Take cooking for instance: People tell me all the time, "I cannot cook." With a smile, I always tell them, "Yes, you can, you just need to know the roots of a few recipes and you can build anything from the root recipe."

Same thing with our kids who often say, "I can't do it." I tell them, "Yes, you can; I don't want to hear can't (though on certain things I will accept "I won't")." We then sit down and establish the WHY, breakdown the problem into parts, define obstacles and a method of of attack (sometimes the WHY isn't justifiable and the problem is abandon all together).

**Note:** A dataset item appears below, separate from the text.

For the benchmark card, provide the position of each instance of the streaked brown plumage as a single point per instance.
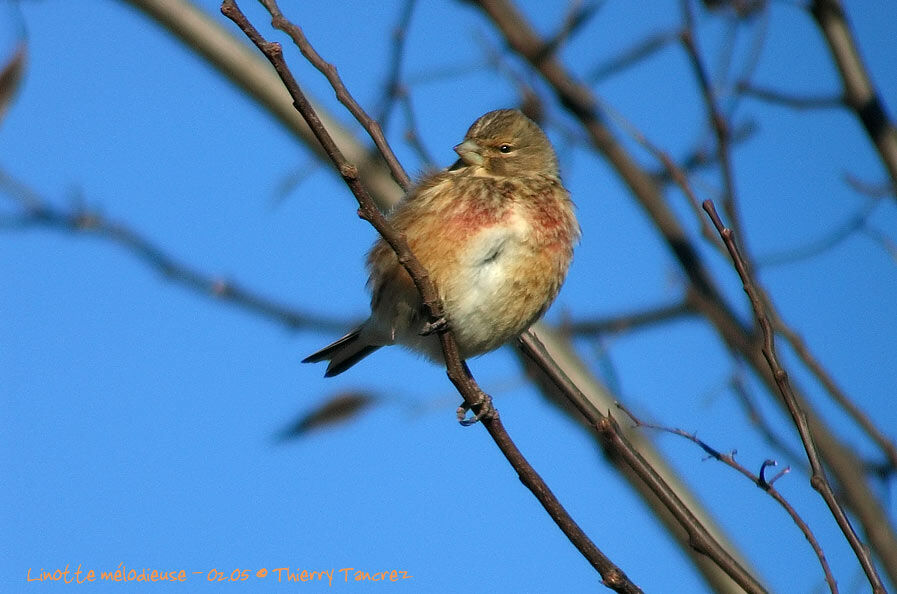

I do the same thing in my own life or when working with peers and the group encounters an overwhelming obstacle. It's a lot like chicken soup with complicated flavors. The chef who created the complicated recipe defined WHY he wanted to create the recipe then he had to go back to the simple recipe that he learned in culinary school, then built upon it from the knowledge and experiences he had gained in his career. The simplicity of the recipe lends itself to many variations. I hope you use it as a building block to create many hearty chicken soup recipes to share with your loved ones on a cold winter's day.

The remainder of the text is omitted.